World building techniques from Beyond the Wall

While ACKS remains my top pick for retro D&D gaming, Flatland Games’ ‘Beyond the Wall’ is a close second, especially in the realm of character and town generation.

I recently picked up their latest release, ‘Further Afield,’ and discovered a very slick sandbox generation system that I think would play very well in setting up an ACKS campaign. The conceit is that world building is a combined effort between the GM and the players, with players saying what their characters have heard of or visited in the surrounding region, and the DM using that character’s skills to determine how accurate their knowledge or recollection is before generating the map. Ultimately, it seems like a way to make sure the players get to search for the things they want to search for and engages them in the setting in ways that a 1d20 rumor table never could, all while leaving just enough fog of war in the control of the DM to keep the hexploration mysterious.

AND, while I was debating whether it was okay to plug another company’s game on this site, I caught an ACKS namedrop in the ‘Building a Home’ section where they call out Adventurer Conqueror King System as providing an interesting and thorough domain management system (if that’s your thing).

I love Beyond the Wall.

I’d started a kid’s game a while back and I folded/spindled their chargen playbooks to produce characters for ACKS.

It went really well; the kids were really into it. This was before Further Afield but there was enough conversation during chargen that they modified the sandbox we were playing in at the start just by weight of their good ideas about the shared history of their characters.

Although the Bard ended up with a 23 CHA by result of really odd rolls and myself forgetting BTW had a cap on scores because of that reason…

I’ve since purchased FA but haven’t had a chance to sit and digest it.

Somewhere there’s a combination of ACKS, BtW, and Sine Nomine’s efforts that builds up to a “push button, receive campaign world” machine.

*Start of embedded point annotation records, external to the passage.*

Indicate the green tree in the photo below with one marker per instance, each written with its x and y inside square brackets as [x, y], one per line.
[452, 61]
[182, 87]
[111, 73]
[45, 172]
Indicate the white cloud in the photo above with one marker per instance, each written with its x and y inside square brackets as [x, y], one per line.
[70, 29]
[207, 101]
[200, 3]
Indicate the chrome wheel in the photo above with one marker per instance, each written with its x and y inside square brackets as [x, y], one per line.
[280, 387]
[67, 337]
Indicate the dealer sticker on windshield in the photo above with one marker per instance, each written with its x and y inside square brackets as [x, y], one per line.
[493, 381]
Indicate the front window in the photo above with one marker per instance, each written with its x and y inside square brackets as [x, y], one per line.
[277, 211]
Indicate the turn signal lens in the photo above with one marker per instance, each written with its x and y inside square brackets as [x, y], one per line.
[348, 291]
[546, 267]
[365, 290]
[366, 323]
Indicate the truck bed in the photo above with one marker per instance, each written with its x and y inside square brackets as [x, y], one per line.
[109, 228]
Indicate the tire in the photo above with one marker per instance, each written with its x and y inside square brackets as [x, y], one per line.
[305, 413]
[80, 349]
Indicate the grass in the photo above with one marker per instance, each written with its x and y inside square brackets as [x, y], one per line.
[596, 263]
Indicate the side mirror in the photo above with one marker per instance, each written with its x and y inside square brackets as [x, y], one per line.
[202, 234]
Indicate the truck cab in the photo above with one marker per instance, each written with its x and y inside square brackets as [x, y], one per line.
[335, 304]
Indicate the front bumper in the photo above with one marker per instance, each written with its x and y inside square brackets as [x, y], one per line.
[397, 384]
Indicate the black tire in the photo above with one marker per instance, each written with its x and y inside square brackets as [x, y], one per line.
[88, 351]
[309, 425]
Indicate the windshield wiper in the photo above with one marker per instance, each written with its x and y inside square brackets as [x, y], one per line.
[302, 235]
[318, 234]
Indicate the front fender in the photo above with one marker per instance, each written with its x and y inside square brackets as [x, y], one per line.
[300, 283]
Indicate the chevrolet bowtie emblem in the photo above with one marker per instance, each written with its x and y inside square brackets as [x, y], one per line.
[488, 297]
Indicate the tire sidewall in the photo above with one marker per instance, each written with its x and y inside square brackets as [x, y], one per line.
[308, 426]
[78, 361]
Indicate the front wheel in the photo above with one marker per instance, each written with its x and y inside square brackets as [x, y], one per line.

Thanks for the heads up on these! I’d never heard of these and this is something relevant to my interests.

For a long time I’ve been interest in the idea of players getting a hand in worldbuilding. I’ve gotten several interesting games like Microscope, but they tend to either be games of their own or not necessarily condusive to making a world that would be fun to romp through with old-school character stat-blocks.

I hadn’t realized they gave us a shout-out! I shall buy their game poste-haste in gratitude.

For months I’ve been wanting to run an ACKo Resounding Beyond the Wall.

Hah, I love it! I’ve slowly accrued all those books as well, I really need to sit down and start reading them, finding the best ideas to plunder. I already used “Scarlet Heroes” to run a solo adventure for one of my ACKs players when nobody else was available.

I pledged for Scarlet Heroes (Crawford/Sine Nomine does awesome work!), but after running some small ACKS sessions with only two players, I was left wondering whether ACKS really needs such a “solution.” There’ve been points in our present campaign where single players are a virtual party unto themselves (Henchmen, Familiars, Mercenaries, wardogs or other trained animals…). This largely solves the “what do I do with only 1 player?” problem.

Yeah, prior to going down to one PC, that group was at 2, including someone who started higher level and so could hire better henchman who could themselves take on henchmen. One PC though, especially a 1st level PC, still felt a little weak. You are correct, though, in that it’s more of a solution for versions of D&D that aren’t as explicit about the importance of henchmen.